Energy is another big one.
With new mines coming online, the Yukon will need to double its generating capacity to keep up with demand.
One option is to run a transmission line to Skagway, Alaska, to take advantage of the potential West Creek hydro project.
“I updated him on what we’re doing on initiatives that we’re going through with Alaska right now to look at the possibility of an interconnection between southeast Alaska and Yukon, not only for energy but also for telecommunications,” said Pasloski.
The Yukon only has one fibre-optic line servicing the territory, so when it fails there is no backup to pick up the slack.

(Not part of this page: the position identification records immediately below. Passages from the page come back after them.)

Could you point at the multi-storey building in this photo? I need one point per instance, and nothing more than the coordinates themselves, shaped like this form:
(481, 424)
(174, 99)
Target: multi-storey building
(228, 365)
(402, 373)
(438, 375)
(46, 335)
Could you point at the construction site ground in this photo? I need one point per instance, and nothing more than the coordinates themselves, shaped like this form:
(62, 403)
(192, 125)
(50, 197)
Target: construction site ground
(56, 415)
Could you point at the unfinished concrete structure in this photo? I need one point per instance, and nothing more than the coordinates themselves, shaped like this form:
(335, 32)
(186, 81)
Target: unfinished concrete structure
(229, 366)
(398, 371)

“I think that there’s a real opportunity to increase our economy, especially our knowledge-based economy, and support for all medium sized businesses, if we can provide more bandwidth, make it faster,” said Pasloski. “I’ve been told that we could increase our GDP between two-and-a-half and three per cent by finding ways to enhance bandwidth and speed and pricing.”
Pasloski left Harper with a parting gift, a copy of J.J. Van Bibber’s book, I Was Born Under a Spruce Tree.
“It’s truly inspiring as a snapshot of a great, unique time in Yukon history, so I was very honoured to present the prime minister with a copy of that book,” he said.
After the meeting with Harper, Pasloski travelled to Toronto to deliver a lecture for the Munk-Gordon Arctic Speaker Series on the territorial experience with devolution.
“It was a great opportunity to express and tell people in southern Canada a bit about the Yukon and more about the North,” said Pasloski.